Desafios e alegrias da gestação na doença falciforme
04 de novembro de 2014
*Matéria publicada na edição 41 do Saúde Informa
“Quando soube, fiquei assustada e comecei a chorar”, diz a jovem Ana Paula Oliveira, de 16 anos, ao relembrar o momento em que confirmou a gravidez. Agora, já com a filha Luiza Vitória no colo, com pouco mais de um mês de vida, Ana Paula está mais tranquila: “Por enquanto está tudo bem, ela não me dá trabalho. O medo já passou”.
Ana Paula foi a primeira gestante do Projeto Aninha, iniciativa do Centro de Educação e Apoio para Hemoglobinopatias (Cehmob-MG) voltada para futuras mães com doença falciforme, que teve a doença diagnosticada pela triagem neonatal. Quando a jovem nasceu, em março de 1998, o diagnóstico precoce, acompanhamento e tratamento para a doença eram iniciados pelo Programa de Triagem Neonatal de Minas Gerais, ação coordenada pela Secretaria de Estado de Saúde e realizada pelo Núcleo de Ações e Pesquisa em Apoio Diagnóstico da Faculdade de Medicina da UFMG (Nupad). O Cehmob-MG é uma parceria entre Nupad e Fundação Hemominas.
Considerada uma das doenças hereditárias mais comuns no Brasil, a doença falciforme é uma alteração genética que afeta o sangue e provoca diversas complicações, como a obstrução dos vasos sanguíneos, infecções e crises de dor. A gestação, nestas condições, é considerada de alto risco e requer muita atenção por parte dos serviços de saúde, com atendimento especializado e multidisciplinar.

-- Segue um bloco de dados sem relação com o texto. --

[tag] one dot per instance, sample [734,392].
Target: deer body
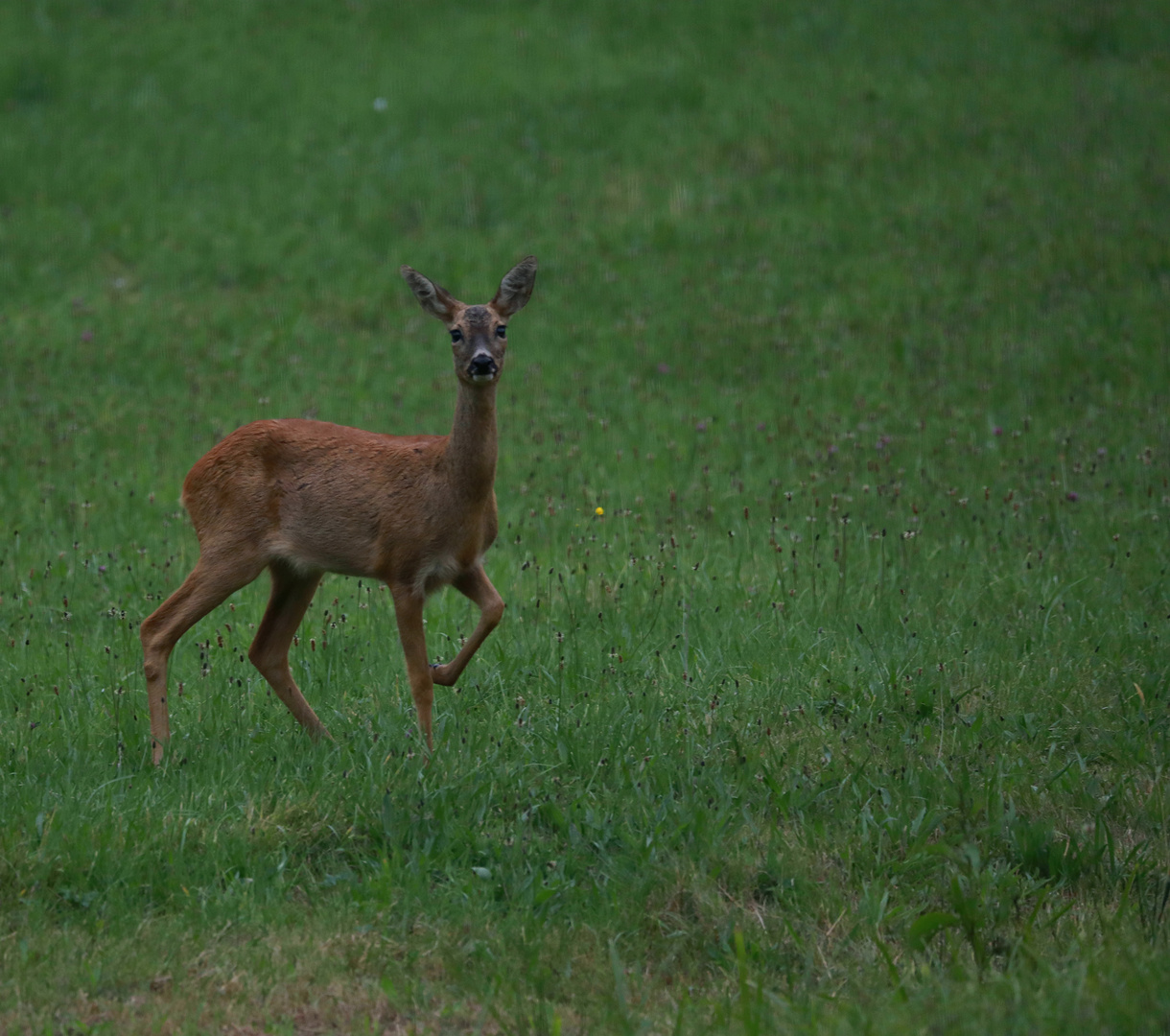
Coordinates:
[302,498]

No caso de Ana Paula, a gravidez só foi conhecida após o quarto mês. “A menstruação dela atrasou, como já havia ocorrido antes, e ela não sentiu nenhuma alteração”, explica a mãe da jovem, Fidelina dos Santos. Após fazer exames e ser encaminhada para o Ambulatório de Saúde Reprodutiva em Doença Falciforme do Projeto Atenção Especializada (PAE), do Cehmob-MG, a gravidez foi confirmada. “Na verdade, a consulta foi transformada como primeira consulta de pré-natal”, observa a professora do Departamento de Ginecologia e Obstetrícia da Faculdade de Medicina da UFMG e médica do Cehmob-MG, Regina Aguiar.
Cuidados
A gravidez de Ana Paula exigiu diversos cuidados. Segundo Regina, a gestação na adolescência já representa um agravo à saúde pelas possíveis complicações biológicas e consequências ligadas a aspectos sociais e emocionais. Ainda, no caso da jovem, somaram-se as complicações da doença falciforme.

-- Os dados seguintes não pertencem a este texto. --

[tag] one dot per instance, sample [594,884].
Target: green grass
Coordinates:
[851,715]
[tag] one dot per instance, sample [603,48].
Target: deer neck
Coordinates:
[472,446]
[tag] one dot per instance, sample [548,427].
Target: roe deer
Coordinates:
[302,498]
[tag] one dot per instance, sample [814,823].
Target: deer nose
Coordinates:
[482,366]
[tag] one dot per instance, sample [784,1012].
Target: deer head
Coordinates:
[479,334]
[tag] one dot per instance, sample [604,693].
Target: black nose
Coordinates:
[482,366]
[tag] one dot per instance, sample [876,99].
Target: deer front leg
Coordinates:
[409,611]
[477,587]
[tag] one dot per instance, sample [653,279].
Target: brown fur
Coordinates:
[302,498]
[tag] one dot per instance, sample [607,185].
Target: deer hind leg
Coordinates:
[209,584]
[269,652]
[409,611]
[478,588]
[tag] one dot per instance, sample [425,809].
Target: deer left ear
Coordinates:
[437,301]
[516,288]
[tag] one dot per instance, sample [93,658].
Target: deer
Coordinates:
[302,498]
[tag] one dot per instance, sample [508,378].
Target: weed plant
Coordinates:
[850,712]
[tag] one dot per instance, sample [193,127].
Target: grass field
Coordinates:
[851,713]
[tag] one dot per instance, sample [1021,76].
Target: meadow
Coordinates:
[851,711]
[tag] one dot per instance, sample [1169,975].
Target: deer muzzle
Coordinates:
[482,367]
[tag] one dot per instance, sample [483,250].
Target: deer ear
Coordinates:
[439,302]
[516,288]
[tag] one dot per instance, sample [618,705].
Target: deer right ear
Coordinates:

O acompanhamento da gestante foi feito semanalmente com consultas obstétricas e exames variados. “Ela recebeu transfusões sanguíneas, por ter tido um acidente vascular encefálico ainda criança, e teve acompanhamento com hematologista a cada duas semanas”, informa a médica.
Como conta Regina, o fato de a gestação ter sido identificada tardiamente gerou preocupação e angústia na equipe médica: “Essa situação reforça um dos grandes desafios a se enfrentar, que é a organização do cuidado com a saúde reprodutiva dos indivíduos com doença falciforme e que agora chegam à adolescência com melhores condições de saúde, uma vez que foram triados no período neonatal e tiveram acesso a cuidados especializados.”
Atenção Especializada
“Um dos pontos importantes do Aninha é realizar uma medicina preventiva em relação à gravidez na doença falciforme”, explica a supervisora técnica do Cehmob-MG e coordenadora do Projeto, Milza Cintra.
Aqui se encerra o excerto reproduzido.